Doctors told Cogill he would never walk again, let alone play table tennis, and that no operation could improve his condition.
However, after contracting meningitis and spending even more time in the hospital, "by some miracle," feeling slowly started to return to his limbs.
But before long, he found himself next to the court, slowly knocking the ball around.
"I started feeling better and better and thought that I should give myself a chance to see if I can get back into the team," he added.
When Cogill started competing again, his body just wasn't the same, and he could not keep up with the pace. This was when someone suggested that he look into the Para League because of his injury.

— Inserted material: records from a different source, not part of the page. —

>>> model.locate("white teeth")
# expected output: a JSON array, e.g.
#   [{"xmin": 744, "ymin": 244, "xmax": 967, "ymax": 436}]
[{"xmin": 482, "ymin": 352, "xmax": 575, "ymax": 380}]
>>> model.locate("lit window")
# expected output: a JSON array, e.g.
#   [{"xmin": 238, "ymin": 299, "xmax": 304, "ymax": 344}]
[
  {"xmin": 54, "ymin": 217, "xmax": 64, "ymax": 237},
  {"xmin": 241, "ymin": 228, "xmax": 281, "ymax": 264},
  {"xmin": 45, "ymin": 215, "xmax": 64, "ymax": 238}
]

Cogill was allocated to the T10 class, the highest-ranking ability in the para league, and he started to compete once again.
"It was a challenge but I adjusted quite well. You always think you have the upper hand because I was an able body I can just go into the para and just shut everybody down. But no, it wasn't like that. I was shocked to see the level of play and how good people really are," he said.
Cogill continued to work hard, and with the support of the South African Table Tennis Board, he accumulated enough points to qualify for the 2020 Tokyo Paralympic Games.
"In my mind I thought there was no chance because you need so much more than you think just to qualify," he said. "But when we received the news we were so happy, not just myself but the whole table tennis community."
Cogill said he was nervous and excited for the games to begin. The tournament starts on 24 August and ends on 5 September.
"We don't always put our mind on, obviously we want to win a medal at the end of the day, but we take it one step at a time and see how it goes," he said.